After half my census turned into COVID patients, I found myself crying a lot. I go into the shower, and I cry. I sit on the train, and tears fill my eyes. I am on the phone at work trying to explain to someone with no medical background that I can’t find PPE for whatever reason, and I have to stop talking for a few seconds so the lump in my throat can fade away. I know the surge, the peak, the rapid influx of sick patients is yet to come (even though they’ve been coming!), and I am trying to brace myself. I am scared for the patients I see; I am scared that my co-residents might get sick; I am scared my husband is going to catch it from me. I feel as ready for this as an ice cube walking the plank to Hell.

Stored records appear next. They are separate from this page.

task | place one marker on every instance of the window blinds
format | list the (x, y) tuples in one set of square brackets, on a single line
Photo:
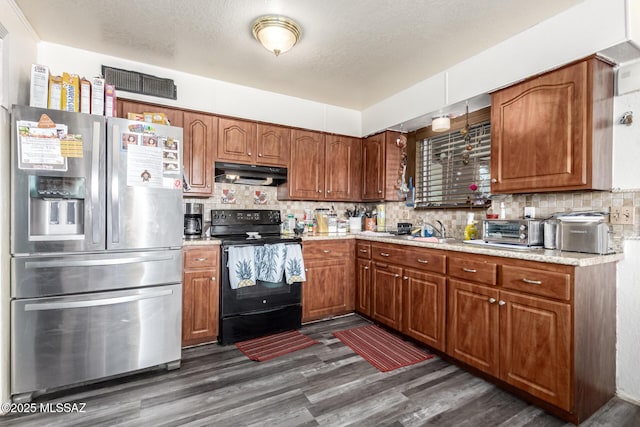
[(449, 164)]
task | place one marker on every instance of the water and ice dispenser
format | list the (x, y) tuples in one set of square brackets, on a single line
[(56, 208)]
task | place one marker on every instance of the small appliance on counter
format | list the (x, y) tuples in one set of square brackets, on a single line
[(193, 220), (586, 232), (523, 232)]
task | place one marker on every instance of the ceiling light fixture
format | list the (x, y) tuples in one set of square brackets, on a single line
[(276, 33), (440, 123)]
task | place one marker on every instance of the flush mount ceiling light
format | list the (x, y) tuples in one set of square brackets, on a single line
[(276, 33), (440, 123)]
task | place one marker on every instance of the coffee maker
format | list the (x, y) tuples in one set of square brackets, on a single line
[(193, 220)]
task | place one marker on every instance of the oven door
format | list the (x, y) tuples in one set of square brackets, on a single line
[(260, 297)]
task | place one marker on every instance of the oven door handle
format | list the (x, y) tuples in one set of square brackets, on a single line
[(262, 311)]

So when you ask me how I am, I will probably say that I am not ok. Nonetheless, I appreciate that you are checking in with me because you connect me to a world that is not filled with uncertainty or death. Even though our government has failed in protecting health care workers, I have friends sending me masks from across the country and uncles from China in the process of mailing me hundreds of items of PPE for my colleagues. I am surrounded by friends and colleagues who are working around the clock in the hospital (most of us have only had 3 days off since the month started). I may not be the same person as I was a month ago, but you remind me that I have made good friends in all phases of my life. For you all, I am thankful.